Former Australia captain Ricky Ponting has suggested that the England dressing room is “soft” and Joe Root has looked like “a little boy” in charge of the side. England relinquished the Ashes with an innings defeat in Perth earlier in the week and are battling to stave off another whitewash.
Root took over from Alastair Cook as Test captain in the summer, winning series against South Africa and West Indies, but has been unable to oversee an improvement in England’s form in Australia – where they have now lost eight Test matches in a row. His own form has also been poor, with just two half-centuries in six innings.
Ponting suggested that Root needed to be more assertive as a leader, even if that goes against his more laidback inclinations. “Joe seems like he is under the sort of extreme pressure that he has never felt before, which is what you would expect in an Ashes contest,” Ponting said.
“Everything about it is more intense than anything else you play. Spotlight and scrutiny is completely different. Even how he is addressing the media – I know he is not too forthright or too on the front foot [by nature], but the way he addressed things last week, it just seemed he was really quiet and too shy to say too much. I think they need him to step up big time.
“The way he answered a lot of the questions after the game last week, and almost the Brisbane game as well, he seemed almost like a little boy. You need to be more than that as a leader, especially when things aren’t going well. Even if it is not natural to you, sometimes you have to put on a different face and stand up for what you think is right and what you believe in. Not only inside the dressing room but outside it as well. For me, it just looks like it has been a little bit soft, if anything.”
With England struggling to deal with various off-field controversies – from Jonny Bairstow’s “headbutt” greeting of Cameron Bancroft to Ben Duckett pouring a drink over James Anderson – Ponting said he felt the players had let Root down.
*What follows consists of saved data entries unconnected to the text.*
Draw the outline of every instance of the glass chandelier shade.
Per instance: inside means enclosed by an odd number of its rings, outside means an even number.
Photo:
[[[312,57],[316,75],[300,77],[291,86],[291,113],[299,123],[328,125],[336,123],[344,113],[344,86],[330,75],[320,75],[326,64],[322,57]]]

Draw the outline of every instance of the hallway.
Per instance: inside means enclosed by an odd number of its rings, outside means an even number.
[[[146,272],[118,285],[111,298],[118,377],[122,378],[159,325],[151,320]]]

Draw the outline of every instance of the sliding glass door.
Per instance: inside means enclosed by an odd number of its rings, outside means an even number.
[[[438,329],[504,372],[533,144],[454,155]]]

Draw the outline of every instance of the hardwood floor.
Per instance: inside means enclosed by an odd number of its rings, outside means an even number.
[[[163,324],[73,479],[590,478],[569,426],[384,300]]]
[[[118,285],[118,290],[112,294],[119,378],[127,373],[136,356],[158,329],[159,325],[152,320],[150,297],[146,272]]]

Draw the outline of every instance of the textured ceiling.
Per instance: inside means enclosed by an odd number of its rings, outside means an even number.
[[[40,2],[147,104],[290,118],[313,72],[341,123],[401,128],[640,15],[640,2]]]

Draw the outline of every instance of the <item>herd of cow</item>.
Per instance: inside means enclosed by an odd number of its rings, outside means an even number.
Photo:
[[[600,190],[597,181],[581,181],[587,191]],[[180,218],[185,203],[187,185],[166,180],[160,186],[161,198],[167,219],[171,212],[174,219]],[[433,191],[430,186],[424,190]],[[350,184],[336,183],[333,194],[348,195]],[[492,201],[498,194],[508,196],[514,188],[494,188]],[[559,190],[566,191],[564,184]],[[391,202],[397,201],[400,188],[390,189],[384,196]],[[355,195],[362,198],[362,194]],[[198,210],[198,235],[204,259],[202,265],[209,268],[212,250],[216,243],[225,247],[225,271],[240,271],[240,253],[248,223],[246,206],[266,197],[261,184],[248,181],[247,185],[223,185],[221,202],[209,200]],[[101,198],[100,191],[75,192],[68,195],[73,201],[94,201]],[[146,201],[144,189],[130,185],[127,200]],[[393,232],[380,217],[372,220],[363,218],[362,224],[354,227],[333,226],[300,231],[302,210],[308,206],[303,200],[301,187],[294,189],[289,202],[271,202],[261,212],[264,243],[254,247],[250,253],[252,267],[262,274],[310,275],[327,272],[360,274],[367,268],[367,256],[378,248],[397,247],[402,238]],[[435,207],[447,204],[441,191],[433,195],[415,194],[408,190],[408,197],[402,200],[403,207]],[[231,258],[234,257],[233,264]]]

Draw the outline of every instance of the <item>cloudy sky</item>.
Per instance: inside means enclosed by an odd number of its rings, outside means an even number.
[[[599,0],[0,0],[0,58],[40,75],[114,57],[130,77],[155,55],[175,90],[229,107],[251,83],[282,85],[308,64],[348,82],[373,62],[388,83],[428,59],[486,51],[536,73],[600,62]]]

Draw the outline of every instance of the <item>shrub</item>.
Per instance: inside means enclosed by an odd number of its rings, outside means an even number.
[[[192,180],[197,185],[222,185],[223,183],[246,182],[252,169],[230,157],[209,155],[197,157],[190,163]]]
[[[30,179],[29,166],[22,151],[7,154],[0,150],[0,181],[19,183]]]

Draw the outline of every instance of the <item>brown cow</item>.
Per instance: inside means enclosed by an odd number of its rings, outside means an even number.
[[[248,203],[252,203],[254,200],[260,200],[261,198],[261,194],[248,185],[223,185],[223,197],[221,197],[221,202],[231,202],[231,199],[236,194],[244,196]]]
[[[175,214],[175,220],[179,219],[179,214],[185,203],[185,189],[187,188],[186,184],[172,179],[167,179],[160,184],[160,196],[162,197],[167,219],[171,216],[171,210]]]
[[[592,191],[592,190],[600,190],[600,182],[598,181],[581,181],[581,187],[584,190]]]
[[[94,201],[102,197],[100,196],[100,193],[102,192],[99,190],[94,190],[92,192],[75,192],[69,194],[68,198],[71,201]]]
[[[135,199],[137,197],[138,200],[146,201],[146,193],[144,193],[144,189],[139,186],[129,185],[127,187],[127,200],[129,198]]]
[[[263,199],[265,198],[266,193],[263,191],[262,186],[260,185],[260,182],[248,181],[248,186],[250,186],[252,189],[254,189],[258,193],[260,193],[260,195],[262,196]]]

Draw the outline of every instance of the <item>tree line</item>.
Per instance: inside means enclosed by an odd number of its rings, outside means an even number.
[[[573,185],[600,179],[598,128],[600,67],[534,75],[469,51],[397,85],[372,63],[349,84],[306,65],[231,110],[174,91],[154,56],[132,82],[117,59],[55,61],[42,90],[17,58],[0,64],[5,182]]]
But he added that some of Root’s dismissals betrayed the weight on his shoulders. Root has managed just 176 runs at 29.33, with a high score of 67, and was caught driving at Nathan Lyon’s first ball in the second innings in Perth, with England attempting to wipe out a 259-run deficit and keep the series alive.
“To be honest, I think he has been under pressure right from the start because of things that have been happening off the field,” said Ponting. “To me, what those things show was a complete lack of respect for him as captain. There is always a bigger picture out there. If you are found out doing the wrong thing, it doesn’t just impact you, it impacts your captain.
“And, to me, he just looks like he was under pressure before the first ball was bowled. Look at some of the shots he’s played, it looks as though something is playing on his mind. In the first innings in Adelaide and second in Perth. They are not the sorts of shots you would expect from one of the best players in the world. And not someone who is trying to lead from the front. They seemed pretty lazy, pressure shots.”
Ponting, who captained Australia to a 5-0 victory over England in the 2006-07 Ashes, said that Root and the coach, Trevor Bayliss, had to get more out of an under-performing squad – even if that meant being harder on the players.
“Listening to him post-game in Perth, and Trevor does the same thing, where they keep talking about how good they have been and how competitive. I am not seeing that at all,” he said. “They haven’t played any cricket that has put them a long way ahead in the game. They have played cricket that is trying to sneak ahead in the game.
“When you consider they have won all three tosses, lost by 10 wickets in Brisbane, everything that could have gone their way in Adelaide went their way and they lost by 120-odd runs and then an innings and 40 runs in the next Test. They have been completely blown away and blown off the park. Unless you can find some drastic ways to get better, I’m not sure how they are going to improve.”